US 11,922,305 B2
	Systems and methods for safe policy improvement for task oriented dialogues
Govardana Sachithanandam Ramachandran, Palo Alto, CA (US); Kazuma Hashimoto, Menlo Park, CA (US); Caiming Xiong, Menlo Park, CA (US); and Richard Socher, Menlo Park, CA (US)
Assigned to Salesforce, Inc., San Francisco, CA (US)
Filed by Salesforce, Inc., San Francisco, CA (US)
Filed on Nov. 25, 2020, as Appl. No. 17/105,262.
Claims priority of provisional application 63/034,653, filed on Jun. 4, 2020.
Prior Publication US 2021/0383212 A1, Dec. 9, 2021
Int. Cl.
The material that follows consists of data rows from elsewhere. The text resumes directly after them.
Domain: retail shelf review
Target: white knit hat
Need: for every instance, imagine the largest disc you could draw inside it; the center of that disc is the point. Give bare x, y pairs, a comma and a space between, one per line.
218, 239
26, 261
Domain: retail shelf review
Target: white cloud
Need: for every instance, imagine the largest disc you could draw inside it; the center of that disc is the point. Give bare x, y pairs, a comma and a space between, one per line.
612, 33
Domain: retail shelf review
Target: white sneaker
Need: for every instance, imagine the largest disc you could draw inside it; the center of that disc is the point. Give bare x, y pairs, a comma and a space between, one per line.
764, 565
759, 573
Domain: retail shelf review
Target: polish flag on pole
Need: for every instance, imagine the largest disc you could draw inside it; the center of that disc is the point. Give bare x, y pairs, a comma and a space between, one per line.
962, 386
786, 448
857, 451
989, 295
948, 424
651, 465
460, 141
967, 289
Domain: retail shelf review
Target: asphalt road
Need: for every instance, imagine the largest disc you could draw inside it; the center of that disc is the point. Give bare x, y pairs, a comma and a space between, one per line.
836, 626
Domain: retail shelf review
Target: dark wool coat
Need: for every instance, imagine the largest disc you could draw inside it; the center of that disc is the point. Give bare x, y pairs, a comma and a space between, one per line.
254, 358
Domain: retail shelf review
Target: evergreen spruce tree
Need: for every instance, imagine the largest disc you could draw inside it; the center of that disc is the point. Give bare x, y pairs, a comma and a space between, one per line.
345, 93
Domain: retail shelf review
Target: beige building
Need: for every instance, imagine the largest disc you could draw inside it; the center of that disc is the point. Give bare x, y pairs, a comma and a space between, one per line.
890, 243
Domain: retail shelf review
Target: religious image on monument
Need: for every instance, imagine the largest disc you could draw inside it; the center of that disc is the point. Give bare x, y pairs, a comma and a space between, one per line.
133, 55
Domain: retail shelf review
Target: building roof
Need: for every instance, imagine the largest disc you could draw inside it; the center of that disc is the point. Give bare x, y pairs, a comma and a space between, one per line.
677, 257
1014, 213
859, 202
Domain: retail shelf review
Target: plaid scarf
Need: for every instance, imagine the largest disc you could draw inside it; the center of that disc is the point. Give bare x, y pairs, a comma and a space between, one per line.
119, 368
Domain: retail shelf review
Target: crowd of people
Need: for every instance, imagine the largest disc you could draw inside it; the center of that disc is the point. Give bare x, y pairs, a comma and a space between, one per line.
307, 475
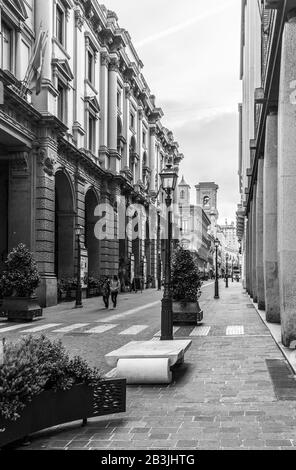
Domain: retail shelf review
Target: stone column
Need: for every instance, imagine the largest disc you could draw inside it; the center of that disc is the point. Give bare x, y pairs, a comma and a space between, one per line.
259, 238
18, 52
254, 246
287, 183
152, 159
45, 222
250, 257
140, 145
104, 109
246, 254
112, 105
126, 114
270, 255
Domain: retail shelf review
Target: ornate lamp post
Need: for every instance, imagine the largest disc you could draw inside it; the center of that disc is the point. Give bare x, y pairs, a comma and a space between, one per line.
169, 178
78, 303
217, 244
226, 280
158, 252
232, 269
G06N 3/08 (2023.01); G06F 40/35 (2020.01); G06N 3/006 (2023.01); G06N 3/04 (2023.01)

CPC G06N 3/08 (2013.01) [G06F 40/35 (2020.01); G06N 3/006 (2013.01); G06N 3/04 (2013.01)]

20 Claims

1. A method for policy improvement in task-oriented learning, the method comprising:

receiving a training dataset comprising a plurality of dialogue rollouts generated by a latent stochastic behavior policy, wherein each rollout includes a time series of observations representing information of a respective dialogue at a plurality of dialogue turns;

generating, by a neural model, a first predicted action distribution based on a current state of the respective dialogue according to a target policy;

computing a first discounted sum of future reward based on a discount parameter and a reward function of actions and states of the respective dialogue according to the latent behavior policy;

computing a first loss objective based on a first expectation of the first discounted sum of future reward and the first predicted action distribution, wherein the first expectation is taken over a probability distribution of the states and the actions according to the latent stochastic behavior policy; and

updating the neural model by minimizing at least the first loss objective subject to a condition that a KL-divergence between the latent stochastic behavior policy and the target policy conditioned on the current state of the respective dialogue is less than a pre-defined hyperparameter.